FSF Supports Today's Boston March Against DRM In HTML5 (defectivebydesign.org)
Atticus Rex writes:
A small artist-led group called Ethics in Tech is joining the long-simmering struggle between streaming video giants and Internet freedom activists over whether the Web should include Digital Rights Management in its technical standards. This Saturday, Ethics in Tech will lead a march on the W3C, the body -- led by Web inventor Tim Berners-Lee -- that decides on Web standards.
The Free Software Foundation is promoting the march, and their "Defective By Design" site is sharing this quote from the march's organizers. Dear W3C: we demand you comply with UNESCO and international civil and political rights. Halt EME -- ensure the protection of a secure, accessible, and open web. Make ethical standards or stand on the wrong side of history.
The Free Software Foundation is promoting the march, and their "Defective By Design" site is sharing this quote from the march's organizers. Dear W3C: we demand you comply with UNESCO and international civil and political rights. Halt EME -- ensure the protection of a secure, accessible, and open web. Make ethical standards or stand on the wrong side of history.
Even if you cannot go to the march you can support the cause by messaging, spreading the news and letting fellow citizen know the issue.
Engage on the issue with your friends, it is not useless, it is our world.
If you don't like, how the content is sold to you, then do not buy it . Very simple, eh?
But, no, as a good "Illiberal" — and you can't be one without an Authoritarian screaming inside you — you have to make sure, no one else can buy it either.
In Soviet Washington the swamp drains you.
I hate it when people making purely subjective, moral arguments disguise it as being factual. There is no right or wrong "side" of history one could be on.
"We receive as friendly that which agrees with, we resist with dislike that which opposes us" - Faraday
"I'm right, therefore, everyone else is not only wrong, but also they're Hitler."

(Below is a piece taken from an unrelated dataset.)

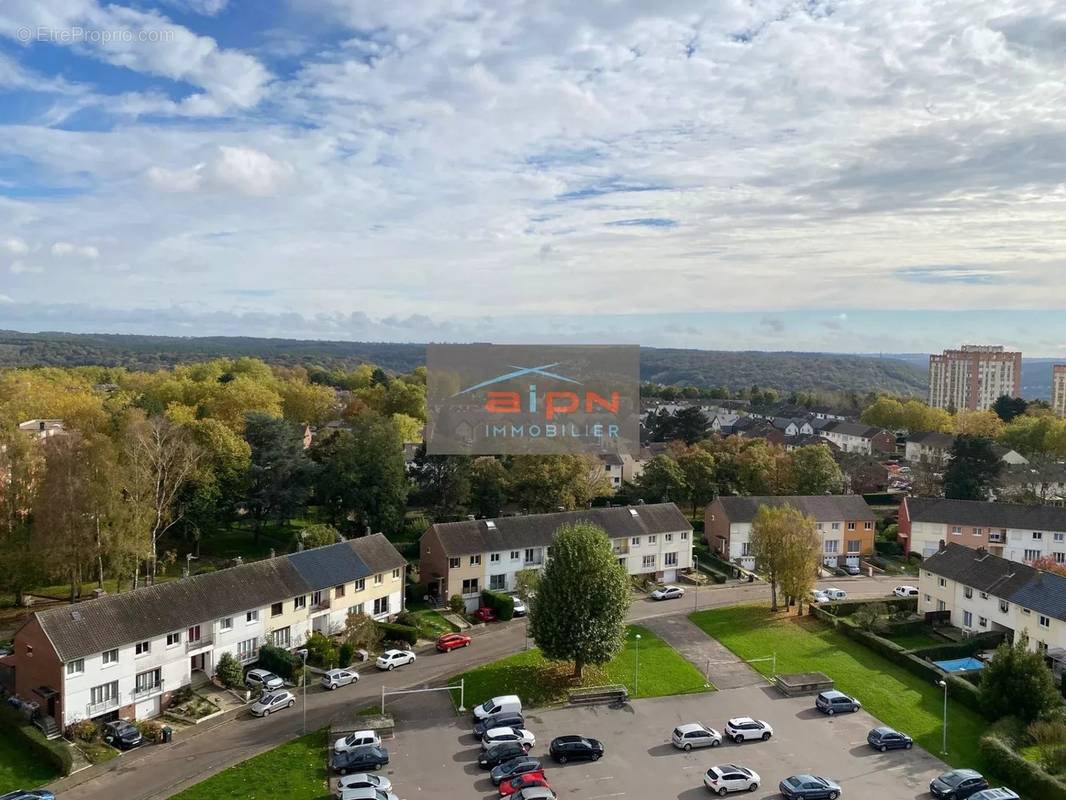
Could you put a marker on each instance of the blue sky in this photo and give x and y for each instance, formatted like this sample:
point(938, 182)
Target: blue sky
point(763, 174)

Once camel has nose in tent, rest of camel soon follows. End game is transfer of control away from end user. Presently end user controls display of web content: ad blockers, tracking blockers, blocking scripts trying to disable right click menus or "save as", blocking popups, all possible today. The DRM-on-web goal is partly about streaming content but end game is DRM for all page content, to deny local control and thus local ability to block ads, tracking, and script imposed limitations.
The web where the end user was in control was not acceptable and is being reeled back. Goal is TV 2.0. Goal is clawing back control temporarily in the hands of end user after web caught certain interests off guard. Neither govt neither corporations want end user control of web browsing experience. If a few will find a way around it does not matter: the majority will follow the herd. It suffices to steer the herd.
I generally think DRM and standardized DRM is not a good idea. But hell would freeze over before I would support any group called "Ethics in Tech", no matter what their position may be.
People who use terminology like that are saying clearly that they are unwilling to engage in open, honest debate with other people, and instead want to verbally beat up anybody they disagree with.
Note that a group of "developers, thinkers, artists, and digital citizens" calling themselves "Ethics in Tech" might well come down on either side of the DRM debate, since many "creative people" believe that copying their works without their permission is "unethical".